88 不満を捉え形にしよう

男と着物 - 回想録 -

投稿者:ウエダテツヤ

(つづき)刺激がなくなるまでは着物を知る楽しさや周りの反応、そこから生まれる人との関係に暫く浸り、着物に対してあるべき姿は何かと考えていた。

40 「腑に落ちる」探しでも記載した帯を巻く理論のように自分の落とし所、納得できるメソッドを探し考え続けた。「自由な着こなし」領域まではまだ未達で、まずはそういう道ではない所を進もうとしていた。しかし、様々な人(メーカーや小売は無論、時には事業者でない方も)が既存概念とは異なる切り口で自由と表現できるような着方やコーディネート、商品を提案する環境に、実は楽しませてもらっていてそんな姿に業界の端くれとして有り難さを感じていたし、自覚していなかったけれど羨ましくもあったのだと思う。「着物は自由ですよ」と言いながら自分が一番自由になれなかった。
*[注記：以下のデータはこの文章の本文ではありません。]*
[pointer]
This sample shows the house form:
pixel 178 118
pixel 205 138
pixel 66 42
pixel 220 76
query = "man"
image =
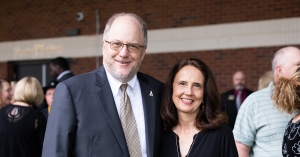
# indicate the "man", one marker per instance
pixel 232 99
pixel 59 69
pixel 87 114
pixel 259 127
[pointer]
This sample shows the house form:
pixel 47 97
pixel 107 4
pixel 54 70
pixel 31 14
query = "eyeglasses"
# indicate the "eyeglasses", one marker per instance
pixel 118 46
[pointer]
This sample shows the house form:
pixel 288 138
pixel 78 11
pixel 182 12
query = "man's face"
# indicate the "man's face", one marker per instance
pixel 292 61
pixel 54 71
pixel 123 65
pixel 239 81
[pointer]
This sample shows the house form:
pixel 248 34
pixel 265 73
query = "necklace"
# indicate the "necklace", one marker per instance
pixel 177 145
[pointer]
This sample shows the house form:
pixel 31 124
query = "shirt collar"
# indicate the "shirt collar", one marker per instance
pixel 115 84
pixel 62 74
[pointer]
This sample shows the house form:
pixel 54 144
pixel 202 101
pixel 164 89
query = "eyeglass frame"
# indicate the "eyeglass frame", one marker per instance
pixel 140 46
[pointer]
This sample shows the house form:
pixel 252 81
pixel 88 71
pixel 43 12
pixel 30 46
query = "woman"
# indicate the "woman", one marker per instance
pixel 193 123
pixel 287 99
pixel 5 92
pixel 22 126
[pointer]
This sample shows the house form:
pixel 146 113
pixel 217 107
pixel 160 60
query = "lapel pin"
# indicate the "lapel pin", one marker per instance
pixel 151 94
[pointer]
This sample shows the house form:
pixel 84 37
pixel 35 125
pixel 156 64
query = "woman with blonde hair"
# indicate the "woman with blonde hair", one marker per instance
pixel 22 126
pixel 5 92
pixel 287 99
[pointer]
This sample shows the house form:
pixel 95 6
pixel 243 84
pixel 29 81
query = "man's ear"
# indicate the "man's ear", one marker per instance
pixel 143 53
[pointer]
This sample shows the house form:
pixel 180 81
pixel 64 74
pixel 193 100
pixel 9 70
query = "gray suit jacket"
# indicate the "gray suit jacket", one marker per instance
pixel 84 122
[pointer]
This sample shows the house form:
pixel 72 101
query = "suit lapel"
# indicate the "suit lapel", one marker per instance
pixel 148 98
pixel 108 105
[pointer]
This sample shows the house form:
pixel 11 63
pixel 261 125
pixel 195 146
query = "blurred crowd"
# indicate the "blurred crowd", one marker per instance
pixel 117 111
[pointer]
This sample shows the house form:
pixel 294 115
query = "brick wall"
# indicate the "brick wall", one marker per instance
pixel 34 19
pixel 253 62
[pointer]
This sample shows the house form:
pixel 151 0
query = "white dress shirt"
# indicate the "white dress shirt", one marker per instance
pixel 62 74
pixel 134 92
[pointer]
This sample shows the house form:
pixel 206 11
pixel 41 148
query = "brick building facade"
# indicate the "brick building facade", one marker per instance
pixel 35 20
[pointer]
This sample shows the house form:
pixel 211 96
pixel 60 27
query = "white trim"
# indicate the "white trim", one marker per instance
pixel 265 33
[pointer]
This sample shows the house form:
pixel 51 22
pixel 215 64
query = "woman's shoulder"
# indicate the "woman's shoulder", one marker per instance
pixel 222 129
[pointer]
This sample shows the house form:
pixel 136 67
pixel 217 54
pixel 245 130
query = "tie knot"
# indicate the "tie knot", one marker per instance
pixel 123 87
着物が好きかと問われて考えるように、刺激を見失ってから今あるものだけでは不満だった。その不満を納得しようと無意識に理論を求めたのだけれど、もはやいくら見出して納得しようにも不満がコップにヒタヒタにまで満ちていた。

そんなある日、不満が溢れ、しかし簡単にスイッチを入れるように「根本を変えてみよう」と思い立った。理論的に着物を考える自分に疲れてもいた。誰かの素直な不満を論破したい訳でもなかったし、考えたことを世に訴えたいわけでもなかった。楽しくなかったことをやめて、新しいものを考えることで私の不満解消にチャレンジすることにした。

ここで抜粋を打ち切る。